The Doctor looked up at her, affronted. "It really is! It's a screwdriver! And it's sonic!" He held it up closer to her face. "Look!"
"What else have you got," Martha asked derisively, "a laser spanner?"
"I did," the Doctor said seriously, "but it was stolen by Emily Pankhurst, that cheeky woman…" He cut himself and banged on the side of the computer monitor in frustration. "What's wrong with this computer?" He frowned at it and scratched the back of his head. "The Judoon must have locked it down. Judoon platoon, on the moon," he murmured, enjoying the way the words rolled around his tongue. He looked at Martha, slightly pleadingly. "'Cos, we weren't looking for trouble, Rose and I…" He grinned a little. "We usually aren't, of course. But this time we really were just stopping by – for milk, of all things, and she'll never believe I admitted that…"
Martha smiled, because it seemed the only appropriate thing to do in the face of the Doctor's disjointed rambling.
"But, honestly, we weren't looking trouble," he continued, "and then I noticed the plasma coils around the hospital." He glanced at Martha, explaining. "Like, that lightning? That's a plasma coil. I thought it was something inside, that's why I got myself checked in, to investigate. Sent Rose back to the TARDIS to get my bio-damper – and wouldn't it be dead useful right now – and then it turned out the plasma coils were the Judoon, above, not inside."
"But," Martha interrupted, "what are they looking for?"
"Something that looks human, but isn't," the Doctor said curtly.
"Like you, apparently."
"But not me," the Doctor insisted, "because they were here before I was. There's something else here." He stared at the computer screen as if willing it to start working.
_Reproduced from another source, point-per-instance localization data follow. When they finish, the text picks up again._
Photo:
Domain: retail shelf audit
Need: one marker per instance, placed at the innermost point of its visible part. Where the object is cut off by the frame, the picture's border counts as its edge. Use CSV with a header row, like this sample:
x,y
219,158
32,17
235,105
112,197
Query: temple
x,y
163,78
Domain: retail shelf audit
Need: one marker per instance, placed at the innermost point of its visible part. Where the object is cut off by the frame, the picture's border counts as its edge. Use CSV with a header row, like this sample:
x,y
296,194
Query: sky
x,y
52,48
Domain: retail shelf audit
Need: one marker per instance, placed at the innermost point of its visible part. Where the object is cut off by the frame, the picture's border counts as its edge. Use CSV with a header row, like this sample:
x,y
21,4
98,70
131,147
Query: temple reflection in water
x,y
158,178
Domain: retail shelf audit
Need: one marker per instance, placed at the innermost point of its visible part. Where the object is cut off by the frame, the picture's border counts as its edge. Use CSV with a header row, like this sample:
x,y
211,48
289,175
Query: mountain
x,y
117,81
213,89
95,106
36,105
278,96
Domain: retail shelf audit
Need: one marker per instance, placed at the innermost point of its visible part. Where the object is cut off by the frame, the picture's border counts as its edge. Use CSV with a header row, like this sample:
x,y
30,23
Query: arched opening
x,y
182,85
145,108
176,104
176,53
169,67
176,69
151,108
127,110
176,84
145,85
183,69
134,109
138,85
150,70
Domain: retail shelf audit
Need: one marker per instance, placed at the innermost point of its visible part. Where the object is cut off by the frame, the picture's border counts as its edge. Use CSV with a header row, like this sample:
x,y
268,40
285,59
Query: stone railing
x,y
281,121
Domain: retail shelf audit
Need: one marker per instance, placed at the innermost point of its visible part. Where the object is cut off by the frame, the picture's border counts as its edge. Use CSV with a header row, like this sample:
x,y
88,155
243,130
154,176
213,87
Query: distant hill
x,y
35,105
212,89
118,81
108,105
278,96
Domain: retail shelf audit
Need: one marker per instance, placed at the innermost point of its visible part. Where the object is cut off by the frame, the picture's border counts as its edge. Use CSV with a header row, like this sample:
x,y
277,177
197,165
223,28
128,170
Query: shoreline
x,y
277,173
Martha tilted her head in consideration. "Does it matter what it is?" she asked. "If they're looking for something, can't you just let them find it?"
The Doctor shook his head gravely. "If they find who or what they're looking for, then it's likely that they'll find the hospital guilty of harboring a fugitive."
"What happens then?" Martha asked, sounding very much as if she didn't actually want to hear the answer.
"They'll sentence the entire place to execution."
"What, everyone?"
The Doctor nodded and turned back to the computer. He was about to start sonicing it again, when Martha's mobile, tucked in his jacket pocket, buzzed against his chest. Rose was calling him back.